Thickness of RNFL and peripapillary choroid

To investigate the RNFL thickness and peripapillary choroidal thickness, we used the standard protocol of 360°, 3.4-mm diameter scan around the optic disc. The circle scan produced 12 sectors around the disc numbered from 1 o’clock to 12 o’clock position; numbering was clockwise in the right eye and counterclockwise in the left eye. The RNFL thickness and PCT were automatically derived from a scan using built-in automated segmentation software. Retinal nerve fiber layer thickness and PCT were also divided into six sectors, and the values were used for the analysis.

Evaluation of optic disc appearance

The optic discs were independently evaluated in a random order and in a blinded fashion by two glaucoma specialists (CY and JHP) using ImageJ version 1.52 software. Optic disc tilt was identified based on the tilt ratio, which is the ratio of the longest and shortest diameters of the optic disc. Optic disc rotation was defined as the deviation of the long axis of the optic disc from the vertical meridian, identified as a vertical line 90 degrees from a reference line connecting the center of the disc to the center of the macula. Superior rotation represented clockwise rotation of the optic disc in the right eye, or counter-clockwise rotation of the optic disc in the left eye; inferior rotation referred to the counter-clockwise rotation of the optic disc in the right eye, or clockwise rotation of the optic disc in the left eye. Positive and negative values indicated inferior and superior rotation, respectively35.

Visual field defect locations

All subjects underwent VF testing using the 24-2 pattern Swedish Interactive Threshold Algorithm on the Humphrey Field Analyzer within 6 months of OCT/OCTA imaging. All eyes included in the VF analysis had at least two reliable tests and consistent VF defects corresponding to the optic disc changes. VF tests with a fixation loss rate ≤20% and false-negative and false-positive rates ≤20% were determined as reliable VF tests. To evaluate the sectoral structure-function relationships, we allocated the pattern deviation values of 52 VF points to the corresponding sector according to Garway-Heath distribution map45.

Statistical analysis

Normality of distribution was assessed using the Shapiro-Wilk normality test, and parametric or nonparametric tests were subsequently used.
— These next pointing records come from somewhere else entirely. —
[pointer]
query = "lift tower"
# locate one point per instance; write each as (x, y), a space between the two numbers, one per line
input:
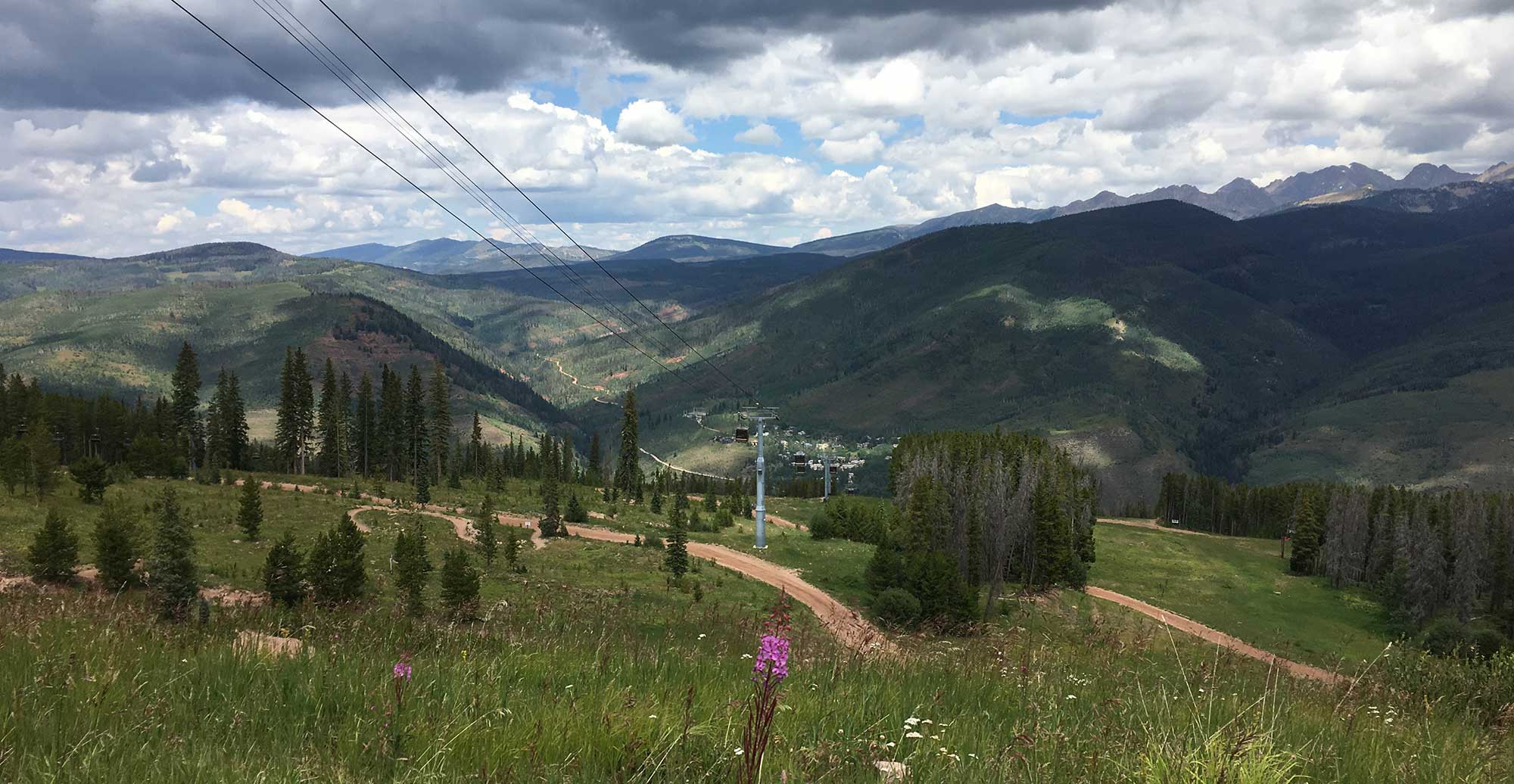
(761, 415)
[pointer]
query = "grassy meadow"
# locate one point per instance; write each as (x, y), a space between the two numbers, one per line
(591, 667)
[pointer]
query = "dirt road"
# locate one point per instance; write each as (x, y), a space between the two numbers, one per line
(1154, 526)
(1218, 638)
(850, 629)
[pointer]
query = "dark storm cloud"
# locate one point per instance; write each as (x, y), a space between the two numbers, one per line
(90, 55)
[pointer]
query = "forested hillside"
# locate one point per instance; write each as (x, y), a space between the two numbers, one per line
(1145, 338)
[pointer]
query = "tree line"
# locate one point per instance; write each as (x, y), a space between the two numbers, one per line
(976, 511)
(1442, 562)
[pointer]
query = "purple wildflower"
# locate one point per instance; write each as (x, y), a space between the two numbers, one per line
(773, 658)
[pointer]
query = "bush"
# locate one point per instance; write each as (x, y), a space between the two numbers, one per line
(251, 511)
(284, 573)
(459, 585)
(93, 476)
(897, 608)
(55, 552)
(116, 546)
(172, 571)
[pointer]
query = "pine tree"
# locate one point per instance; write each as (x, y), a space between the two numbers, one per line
(251, 509)
(329, 459)
(187, 405)
(1306, 537)
(678, 556)
(364, 425)
(419, 447)
(478, 453)
(116, 544)
(1055, 555)
(488, 523)
(172, 571)
(629, 468)
(552, 520)
(413, 567)
(234, 425)
(441, 418)
(93, 478)
(512, 547)
(337, 564)
(55, 550)
(576, 512)
(459, 585)
(284, 573)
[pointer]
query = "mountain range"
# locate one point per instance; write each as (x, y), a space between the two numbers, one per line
(1239, 199)
(446, 257)
(1359, 338)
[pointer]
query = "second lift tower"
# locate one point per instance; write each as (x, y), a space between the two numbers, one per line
(758, 415)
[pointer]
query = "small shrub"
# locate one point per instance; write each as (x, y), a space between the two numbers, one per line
(55, 552)
(897, 608)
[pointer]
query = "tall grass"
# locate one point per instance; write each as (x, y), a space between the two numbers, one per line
(644, 685)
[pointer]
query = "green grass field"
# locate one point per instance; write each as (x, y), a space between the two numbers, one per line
(1241, 586)
(593, 667)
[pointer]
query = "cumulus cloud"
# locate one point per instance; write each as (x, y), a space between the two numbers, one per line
(964, 104)
(652, 125)
(761, 134)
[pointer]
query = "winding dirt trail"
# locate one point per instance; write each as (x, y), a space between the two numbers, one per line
(1218, 638)
(850, 627)
(1153, 526)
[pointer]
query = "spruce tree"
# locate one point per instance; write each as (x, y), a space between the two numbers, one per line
(364, 426)
(488, 523)
(629, 468)
(478, 453)
(576, 512)
(459, 585)
(329, 459)
(1306, 537)
(678, 556)
(187, 405)
(172, 571)
(116, 544)
(251, 509)
(284, 573)
(55, 552)
(234, 425)
(441, 418)
(93, 478)
(512, 547)
(413, 567)
(337, 564)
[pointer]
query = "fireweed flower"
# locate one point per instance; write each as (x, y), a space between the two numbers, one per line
(773, 658)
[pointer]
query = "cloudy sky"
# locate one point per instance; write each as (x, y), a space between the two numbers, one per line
(128, 128)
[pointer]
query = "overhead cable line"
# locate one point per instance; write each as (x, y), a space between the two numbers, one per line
(423, 191)
(446, 164)
(534, 204)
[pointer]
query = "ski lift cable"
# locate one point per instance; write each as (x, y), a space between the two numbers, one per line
(447, 166)
(423, 191)
(744, 391)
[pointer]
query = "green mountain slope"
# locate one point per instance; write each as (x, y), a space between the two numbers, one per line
(1144, 337)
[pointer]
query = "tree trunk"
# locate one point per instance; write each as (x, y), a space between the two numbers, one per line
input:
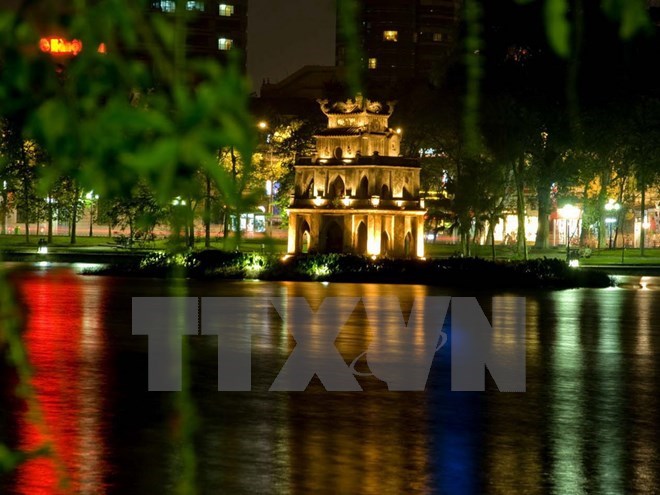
(520, 205)
(602, 197)
(543, 231)
(50, 219)
(26, 205)
(491, 235)
(207, 213)
(74, 212)
(583, 231)
(642, 231)
(5, 198)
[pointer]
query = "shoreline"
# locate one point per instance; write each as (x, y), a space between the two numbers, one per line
(451, 272)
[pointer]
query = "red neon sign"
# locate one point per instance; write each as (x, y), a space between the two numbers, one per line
(60, 46)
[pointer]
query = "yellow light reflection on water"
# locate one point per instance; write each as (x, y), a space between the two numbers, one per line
(566, 403)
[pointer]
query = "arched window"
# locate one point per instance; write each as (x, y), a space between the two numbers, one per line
(334, 238)
(384, 192)
(309, 191)
(363, 190)
(408, 246)
(303, 238)
(337, 188)
(384, 243)
(361, 239)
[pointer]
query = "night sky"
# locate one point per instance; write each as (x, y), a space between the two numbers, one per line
(284, 35)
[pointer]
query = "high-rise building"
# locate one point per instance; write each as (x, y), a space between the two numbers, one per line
(403, 40)
(213, 28)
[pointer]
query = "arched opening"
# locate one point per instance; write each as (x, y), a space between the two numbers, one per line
(303, 237)
(309, 191)
(337, 188)
(305, 241)
(408, 245)
(384, 192)
(361, 239)
(363, 190)
(384, 243)
(334, 238)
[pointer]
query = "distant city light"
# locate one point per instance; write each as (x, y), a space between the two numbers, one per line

Categorical data analysis was conducted using Fisher’s exact test or chi-square test. After considering the correlation between sectors, we performed analysis of covariance (ANCOVA) to compare the peripapillary vessel density among the three groups, and post-hoc Bonferroni test to assess the intergroup differences. Relationships between the peripapillary vessel density, visual field MD and RNFL thickness were evaluated by simple linear or quadratic models. To determine the clinical variables associated with peripapillary vessel density, univariate and multivariate linear regression analyses were performed. Variables with a P value less than 0.10 in the univariate analysis were entered into the multivariate analysis. P value < 0.05 indicated statistical significance. All statistical analysis was performed using SPSS software version 21.0 (IBM corp., Armonk, NY, USA).